Our collective consciousness about how women’s exclusion from the playing field has disadvantaged us as a people should be very intimately tied to an understanding of the language and the practices that led us to this place initially. We should have the far-sightedness to ask whether our current discourse will in the long term create a gender disparity in the opposite direction. The focus should be on how to make sure we put in place policies that empower our girls AND our boys. We should be making sure that as we raise strong and ambitious girls we do not raise a generation of boys who feel inferior to their counterparts. Boys who feel so side-lined that they undo all of the impressive and deeply satisfying work we have done. Boys who feel so excluded they look for meaning and identity in nefarious movements.

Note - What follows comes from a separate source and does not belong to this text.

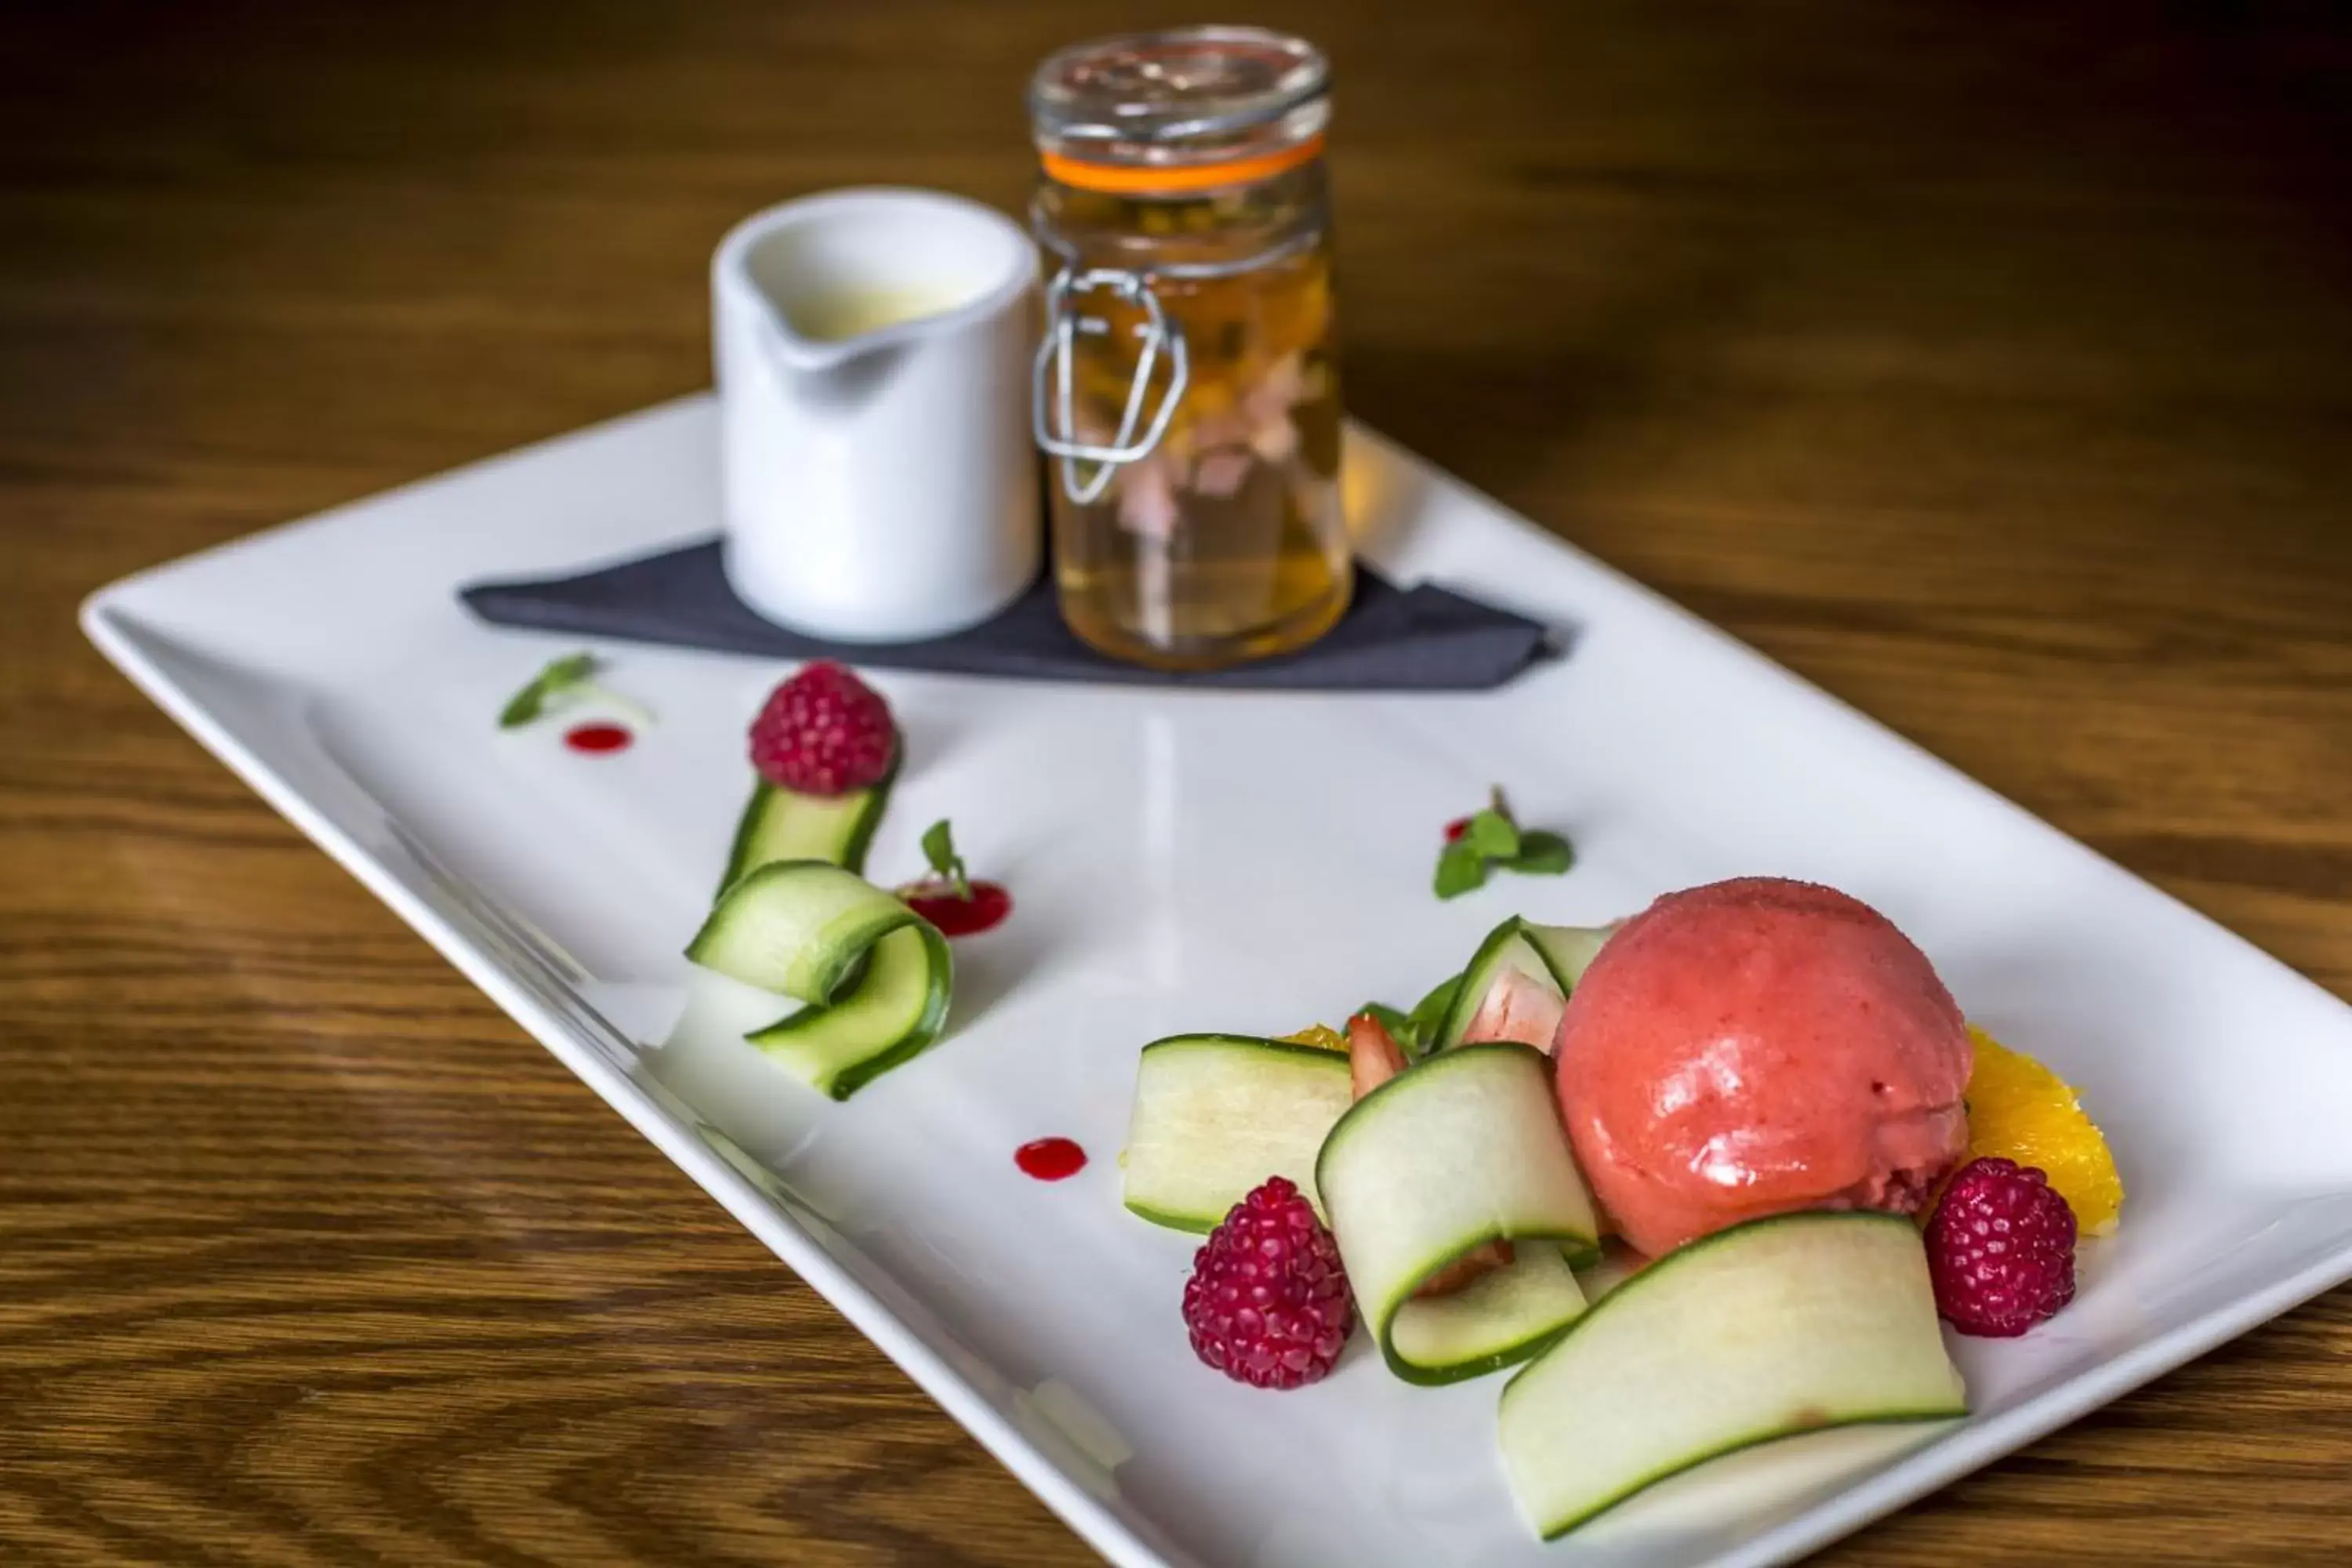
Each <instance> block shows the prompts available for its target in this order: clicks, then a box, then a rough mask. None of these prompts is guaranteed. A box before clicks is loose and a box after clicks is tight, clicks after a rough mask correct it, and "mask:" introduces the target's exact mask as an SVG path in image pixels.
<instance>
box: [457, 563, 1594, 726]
mask: <svg viewBox="0 0 2352 1568" xmlns="http://www.w3.org/2000/svg"><path fill="white" fill-rule="evenodd" d="M459 597H461V599H466V607H468V609H470V611H473V614H477V616H482V618H485V621H494V623H499V625H524V628H532V630H541V632H579V635H583V637H621V639H630V642H670V644H680V646H689V649H717V651H722V654H762V656H771V658H842V661H849V663H861V665H882V668H891V670H936V672H948V675H1007V677H1018V679H1075V682H1127V684H1150V686H1256V689H1263V691H1486V689H1489V686H1501V684H1503V682H1508V679H1510V677H1512V675H1517V672H1519V670H1524V668H1526V665H1529V663H1534V661H1538V658H1548V656H1550V654H1555V651H1557V649H1555V644H1552V637H1550V632H1548V630H1545V628H1543V625H1541V623H1536V621H1529V618H1526V616H1515V614H1512V611H1508V609H1496V607H1491V604H1482V602H1477V599H1468V597H1463V595H1458V592H1449V590H1444V588H1435V585H1430V583H1418V585H1414V588H1397V585H1395V583H1390V581H1388V578H1383V576H1381V574H1376V571H1371V569H1369V567H1357V578H1355V602H1352V604H1350V607H1348V614H1345V616H1341V621H1338V625H1334V628H1331V630H1329V632H1327V635H1324V637H1322V639H1319V642H1315V644H1312V646H1308V649H1301V651H1298V654H1284V656H1282V658H1263V661H1258V663H1247V665H1232V668H1225V670H1200V672H1181V675H1171V672H1164V670H1145V668H1141V665H1127V663H1120V661H1115V658H1105V656H1103V654H1096V651H1094V649H1089V646H1087V644H1084V642H1080V639H1077V637H1073V635H1070V628H1065V625H1063V623H1061V611H1058V609H1056V604H1054V583H1051V581H1049V578H1040V581H1037V583H1033V585H1030V590H1028V592H1023V595H1021V597H1018V599H1014V604H1011V607H1009V609H1004V611H1002V614H1000V616H995V618H993V621H983V623H981V625H976V628H971V630H964V632H955V635H953V637H931V639H927V642H891V644H847V642H823V639H821V637H802V635H800V632H788V630H783V628H781V625H776V623H771V621H762V618H760V616H757V614H753V611H750V609H748V607H746V604H743V602H741V599H739V597H736V595H734V588H729V585H727V569H724V567H722V562H720V541H715V538H708V541H699V543H691V545H680V548H675V550H663V552H661V555H647V557H642V559H633V562H621V564H616V567H602V569H597V571H583V574H579V576H560V578H536V581H510V583H473V585H470V588H461V590H459Z"/></svg>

Some people might pose the counter-argument that it will be a long while before we see a real imbalance in favour of women. My argument is that we should never get there. As a continent we cannot afford yet another policy blunder that further weakens the fabric of our society. Maybe other nations can afford that experiment. We can’t. In empowerment debates in the US, researchers are very careful to show that in the girl empowerment context, it is the boys from disadvantaged backgrounds who will suffer the most from the incumbent sense of exclusion. It is less likely those coming from affluent backgrounds will feel the pinch so quickly. After all, girl empowerment debates could mean less to you if you are a middle-class or wealthy kid who can fall back on some well-established trust fund. African boys and indeed our young men are often faced with an equally paralysing uncertainty about their future as African girls are. We cannot afford to turn a blind eye to this.
To conclude, we should continue to pay attention to the undoing of abuses that have been and continue to be suffered by women in an unequal world. There are many patriarchal structures that are yet to be dismantled before we can celebrate women’s full freedoms. I am also emphasising that we be aware of the language and practice we use as we do this. We cannot cultivate new inequalities while we seek to undo old ones. What we should learn from the women’s movement is that inequality hurts our societies. As one Harvard Business Review contributor noted, true feminism creates spaces for “power ‘in connection’, power ‘with others’, power ‘of community’ and the role of peer-to-peer relationships in which status is irrelevant”. If we are to get the next 100 years right we have an opportunity to find intelligent ways to bring boys back into this conversation. Gender empowerment need not be a zero-sum game, especially not given the fragile state of our continent. We can and should be empowering both genders to co-create an African future that works for all. This is the only way to avoid repeating the very mistakes we are working so hard to undo.
Rachel Nyaradzo Adams is a leadership practitioner who is fiercely committed to education and leadership development on the African continent. She is first African and then Zimbabwean.